Обсуждение: OT: Performance of VM
This is a bit off-topic, since it is not about the performance of PG itself. But maybe some have the same issue. We run PostgreSQL in virtual machines which get provided by our customer. We are not responsible for the hypervisor and have not access to it. The IO performance of our application was terrible slow yesterday. The users blamed us, but it seems that there was something wrong with the hypervisor. For the next time I would like to have reliable figures, to underline my guess that the hypervisor (and not our application) is the bottle neck. I have the vague strategy to make some io performance check every N minutes and record the numbers. Of course I could do some dirty scripting, but I would like to avoid to re-invent things. I guess this was already solved by people which have more brain and more experience than I have :-) What do you suggest to get some reliable figures? Regards, Thomas Güttler -- Thomas Guettler http://www.thomas-guettler.de/ I am looking for feedback: https://github.com/guettli/programming-guidelines
Am 05.02.2018 um 14:14 schrieb Thomas Güttler: > What do you suggest to get some reliable figures? sar is often recommended, see https://blog.2ndquadrant.com/in-the-defense-of-sar/. Can you exclude other reasons like vacuum / vacuum freeze? Regards, Andreas -- 2ndQuadrant - The PostgreSQL Support Company. www.2ndQuadrant.com
Have them check the memory and CPU allocation of the hypervisor, make sure its not overallocated. Make sure the partitions for stroage are aligned (see here: https://blogs.vmware.com/vsphere/2011/08/guest-os-partition-alignment.html) . Install tuned, and enable the throughput performance profile. Oracle has a problem with transparent hugepages, postgres may well have the same problem, so consider disabling transparent hugepages. There is no reason why performance on a VM would be worse than performance on a physical server.
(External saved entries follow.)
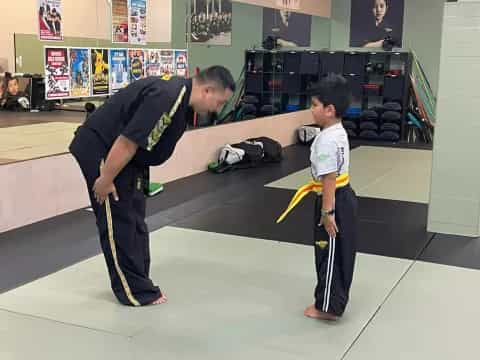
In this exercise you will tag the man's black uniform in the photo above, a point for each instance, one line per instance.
(153, 113)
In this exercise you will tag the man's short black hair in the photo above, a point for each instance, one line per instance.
(219, 75)
(333, 90)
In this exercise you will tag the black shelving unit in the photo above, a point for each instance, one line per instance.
(277, 81)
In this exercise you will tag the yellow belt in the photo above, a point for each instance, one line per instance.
(313, 185)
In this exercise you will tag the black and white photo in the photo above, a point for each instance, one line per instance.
(211, 22)
(373, 21)
(290, 28)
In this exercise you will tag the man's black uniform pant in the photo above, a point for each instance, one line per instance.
(121, 224)
(335, 257)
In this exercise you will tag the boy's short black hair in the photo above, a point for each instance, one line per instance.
(333, 90)
(219, 75)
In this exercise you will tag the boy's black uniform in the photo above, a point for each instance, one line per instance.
(334, 257)
(153, 113)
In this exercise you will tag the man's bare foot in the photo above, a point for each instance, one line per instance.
(312, 312)
(161, 300)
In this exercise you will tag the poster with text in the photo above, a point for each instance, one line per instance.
(211, 22)
(136, 61)
(167, 62)
(153, 63)
(289, 4)
(181, 63)
(49, 19)
(118, 69)
(373, 21)
(100, 72)
(290, 28)
(138, 22)
(119, 21)
(79, 72)
(57, 74)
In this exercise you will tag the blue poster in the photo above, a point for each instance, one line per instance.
(119, 69)
(79, 72)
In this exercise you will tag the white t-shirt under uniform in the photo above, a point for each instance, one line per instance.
(330, 152)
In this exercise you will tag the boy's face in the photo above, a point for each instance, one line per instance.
(379, 9)
(322, 114)
(13, 87)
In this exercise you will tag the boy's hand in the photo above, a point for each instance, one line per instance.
(330, 225)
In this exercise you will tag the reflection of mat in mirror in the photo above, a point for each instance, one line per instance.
(33, 141)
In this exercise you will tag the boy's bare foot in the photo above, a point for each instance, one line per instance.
(312, 312)
(161, 300)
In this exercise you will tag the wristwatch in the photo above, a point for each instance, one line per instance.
(327, 212)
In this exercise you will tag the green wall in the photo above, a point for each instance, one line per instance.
(421, 31)
(246, 33)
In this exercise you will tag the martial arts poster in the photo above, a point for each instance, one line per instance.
(79, 72)
(167, 62)
(181, 63)
(211, 22)
(119, 21)
(118, 69)
(138, 21)
(49, 19)
(288, 4)
(153, 63)
(100, 72)
(136, 61)
(57, 74)
(373, 21)
(290, 28)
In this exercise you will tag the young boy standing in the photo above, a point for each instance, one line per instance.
(335, 220)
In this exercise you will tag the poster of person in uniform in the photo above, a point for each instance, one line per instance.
(289, 4)
(118, 69)
(138, 21)
(153, 63)
(100, 72)
(79, 72)
(167, 62)
(290, 28)
(57, 74)
(119, 21)
(136, 61)
(181, 64)
(49, 20)
(374, 20)
(211, 22)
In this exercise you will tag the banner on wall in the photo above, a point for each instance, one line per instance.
(211, 22)
(289, 4)
(119, 69)
(181, 64)
(57, 74)
(49, 20)
(100, 72)
(372, 21)
(153, 63)
(290, 28)
(138, 22)
(136, 60)
(83, 72)
(119, 9)
(79, 72)
(167, 62)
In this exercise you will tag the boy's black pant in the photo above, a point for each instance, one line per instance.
(335, 258)
(121, 224)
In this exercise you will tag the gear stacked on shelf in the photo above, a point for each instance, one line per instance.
(278, 80)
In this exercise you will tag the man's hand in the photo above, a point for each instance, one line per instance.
(330, 225)
(102, 188)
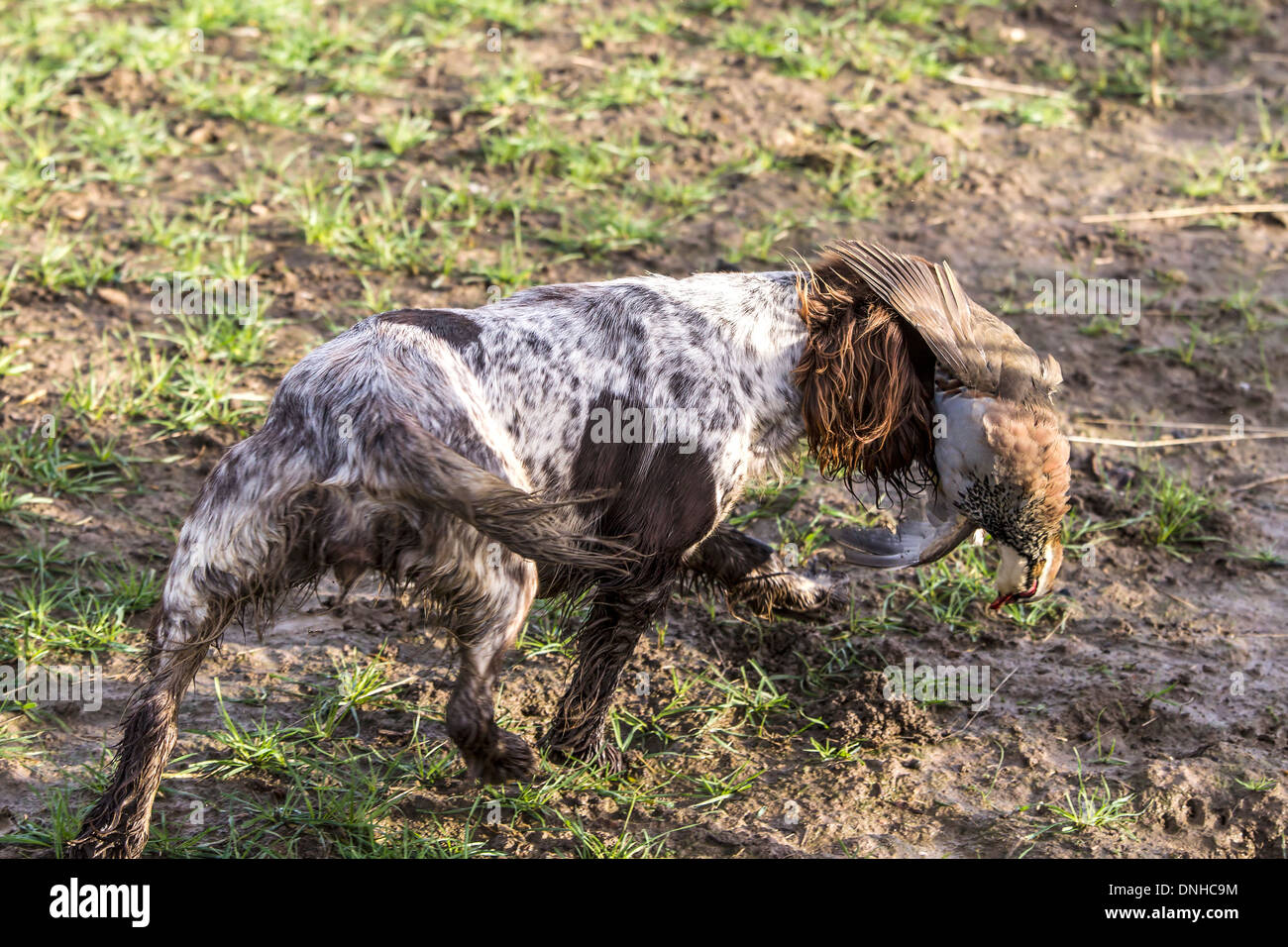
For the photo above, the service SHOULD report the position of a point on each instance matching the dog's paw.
(789, 592)
(90, 844)
(509, 759)
(600, 754)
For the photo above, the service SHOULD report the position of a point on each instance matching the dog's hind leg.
(751, 573)
(604, 644)
(487, 624)
(235, 551)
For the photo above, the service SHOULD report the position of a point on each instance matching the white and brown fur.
(450, 451)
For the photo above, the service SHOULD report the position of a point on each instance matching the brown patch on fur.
(867, 384)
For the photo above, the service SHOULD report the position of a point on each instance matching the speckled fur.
(450, 451)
On Mon, Feb 5, 2018 at 7:26 AM, Andreas Kretschmer <andreas@a-kretschmer.de> wrote:
Am 05.02.2018 um 14:14 schrieb Thomas Güttler:What do you suggest to get some reliable figures?
sar is often recommended, see https://blog.2ndquadrant.com/in-the-defense-of-sar/.
Can you exclude other reasons like vacuum / vacuum freeze?
Regards, Andreas
--
2ndQuadrant - The PostgreSQL Support Company.
www.2ndQuadrant.com
--
Andrew W. Kerber
'If at first you dont succeed, dont take up skydiving.'
'If at first you dont succeed, dont take up skydiving.'
Am 05.02.2018 um 17:22 schrieb Andrew Kerber: > Oracle has a problem with transparent hugepages, postgres may well > have the same problem, so consider disabling transparent hugepages. yes, that's true. Regards, Andreas -- 2ndQuadrant - The PostgreSQL Support Company. www.2ndQuadrant.com
Am 05.02.2018 um 14:26 schrieb Andreas Kretschmer: > > > Am 05.02.2018 um 14:14 schrieb Thomas Güttler: >> What do you suggest to get some reliable figures? > > sar is often recommended, see https://blog.2ndquadrant.com/in-the-defense-of-sar/. > > Can you exclude other reasons like vacuum / vacuum freeze? In the current case it was a problem in the hypervisor. But I want to be prepared for the next time. The tool sar looks good. This way I can generate a chart where I can see peaks. Nice. .... But one thing is still unclear. Imagine I see a peak in the chart. The peak was some hours ago. AFAIK sar has only the aggregated numbers. But I need to know details if I want to answer the question "Why?". The peak has gone and ps/top/iotop don't help me anymore. Any idea? Regards, Thomas Güttler -- Thomas Guettler http://www.thomas-guettler.de/ I am looking for feedback: https://github.com/guettli/programming-guidelines
On Tue, 2018-02-06 at 15:31 +0100, Thomas Güttler wrote:
.... But one thing is still unclear. Imagine I see a peak in the chart. The peak was some hours ago. AFAIK sar has only the aggregated numbers. But I need to know details if I want to answer the question "Why?". The peak has gone and ps/top/iotop don't help me anymore.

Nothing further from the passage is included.